Essentially, it says that for a legal transfer of license to occur, 2 elements are required: The license itself (COA), and the recovery media (or image on hard drive). My non-technical view would be that computers purchased with COA and without media, no longer have a valid license. The COA is then dead and you need to obtain a new license. Of course if Microsoft support is willing to respond positively to your inquiry, you're ahead of the game.

But please review the Guide and determine how it applies for your situation.

Stephen Brown   -- Community MAR Americas Team

 

Re: Certificate of Authenticity (COA) for Windows

07-01-2009 11:18 AM

Sorry folks - I didn't notice that address got truncated.

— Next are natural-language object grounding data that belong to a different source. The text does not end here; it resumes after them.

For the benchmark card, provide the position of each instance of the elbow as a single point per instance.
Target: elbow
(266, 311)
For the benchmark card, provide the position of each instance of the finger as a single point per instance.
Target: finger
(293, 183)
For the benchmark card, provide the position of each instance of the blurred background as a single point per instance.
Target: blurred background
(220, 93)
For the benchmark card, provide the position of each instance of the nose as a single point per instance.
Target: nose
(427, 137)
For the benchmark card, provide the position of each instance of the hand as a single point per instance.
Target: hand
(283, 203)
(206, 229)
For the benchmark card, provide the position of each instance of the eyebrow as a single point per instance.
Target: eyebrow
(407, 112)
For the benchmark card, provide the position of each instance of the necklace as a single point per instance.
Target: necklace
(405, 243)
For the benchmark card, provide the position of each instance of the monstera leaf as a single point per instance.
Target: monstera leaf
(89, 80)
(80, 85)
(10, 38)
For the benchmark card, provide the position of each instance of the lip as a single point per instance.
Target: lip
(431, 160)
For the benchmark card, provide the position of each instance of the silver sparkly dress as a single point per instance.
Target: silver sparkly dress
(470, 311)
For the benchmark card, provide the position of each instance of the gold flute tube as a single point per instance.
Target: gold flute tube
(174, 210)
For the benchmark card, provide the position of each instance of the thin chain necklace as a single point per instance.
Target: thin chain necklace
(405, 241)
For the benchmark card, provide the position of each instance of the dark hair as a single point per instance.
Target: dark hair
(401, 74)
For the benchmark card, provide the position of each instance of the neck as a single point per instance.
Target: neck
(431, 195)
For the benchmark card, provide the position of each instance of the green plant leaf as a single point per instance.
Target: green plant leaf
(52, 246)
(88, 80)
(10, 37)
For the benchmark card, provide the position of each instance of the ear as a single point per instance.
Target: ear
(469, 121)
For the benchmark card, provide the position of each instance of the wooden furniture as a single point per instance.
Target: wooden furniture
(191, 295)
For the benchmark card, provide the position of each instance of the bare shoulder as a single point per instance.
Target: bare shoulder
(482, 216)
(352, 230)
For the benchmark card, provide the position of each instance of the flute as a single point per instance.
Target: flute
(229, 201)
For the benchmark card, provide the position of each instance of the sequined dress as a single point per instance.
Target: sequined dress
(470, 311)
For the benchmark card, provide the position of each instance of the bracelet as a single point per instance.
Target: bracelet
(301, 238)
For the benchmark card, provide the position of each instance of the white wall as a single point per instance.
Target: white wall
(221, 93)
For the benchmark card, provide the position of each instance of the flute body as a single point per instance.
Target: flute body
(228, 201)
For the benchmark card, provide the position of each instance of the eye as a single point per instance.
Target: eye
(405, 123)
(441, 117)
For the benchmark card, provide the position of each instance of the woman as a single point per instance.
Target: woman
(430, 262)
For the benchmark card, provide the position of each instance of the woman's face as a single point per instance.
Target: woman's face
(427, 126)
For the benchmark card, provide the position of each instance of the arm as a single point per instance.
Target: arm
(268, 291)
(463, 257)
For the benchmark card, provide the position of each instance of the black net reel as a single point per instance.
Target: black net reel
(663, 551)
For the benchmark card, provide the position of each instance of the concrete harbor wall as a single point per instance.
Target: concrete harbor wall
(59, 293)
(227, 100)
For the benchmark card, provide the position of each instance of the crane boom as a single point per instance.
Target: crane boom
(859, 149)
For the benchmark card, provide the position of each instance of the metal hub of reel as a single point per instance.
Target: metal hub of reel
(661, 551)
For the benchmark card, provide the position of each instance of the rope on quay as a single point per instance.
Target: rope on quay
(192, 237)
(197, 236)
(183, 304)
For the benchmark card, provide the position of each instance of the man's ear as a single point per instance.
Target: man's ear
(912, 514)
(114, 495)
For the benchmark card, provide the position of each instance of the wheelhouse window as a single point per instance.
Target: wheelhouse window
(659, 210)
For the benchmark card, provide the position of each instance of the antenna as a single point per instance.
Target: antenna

Just look up "microsoft used PC license guide" and you'll find it readily.

Stephen Brown

Re: Certificate of Authenticity (COA) for Windows

07-09-2009 12:03 PM

The guide is quite practical, however it is focused on refurbisher who's intent is to rebuild a computer to be resold or donated to another entity which requires that license and media accompany the sale of the used computer.

When the equipment is donated directly to the NPO we don't have the intermediary refurbisher. 

Now the guide references either media or a HD image to recover the computer.  In the NPO case if we are donated a computer with XP home with a COA and a HD image to recover,   the first step we take is to wipe the hard drive to ensure all previous owner's private data is erased and start with a clean install of the XP pro upgrade (as the one available here on TechSoup)  
 

This process eliminates the HD recovery partition.  As an IT director I do not want my users able to press F11 and restore the computer to the factory load of XP home after rebuilding the system to our XP Pro standards so the recovery partition is going to be removed in any case.

According to the refurbisher document I have now removed the two factor proof of the licensed base OS that qualified the computer to be upgraded to Xp pro via the TS product. even though the case still contains the COA for the base OS.

Presuming the refurbisher document applies to the NPO rebuilding the computers for internal use, this dictates we would have to buy a DCOS license in addi ton to the XP Pro upgrade license when we wiped the hard drive of the recovery partition as this would then make the computer without an OS

This doesn't make sense for an internal operation.  (It does make sense for a machine being resold, but then the Tech Soup donation or Charity License MS software doesn't apply either.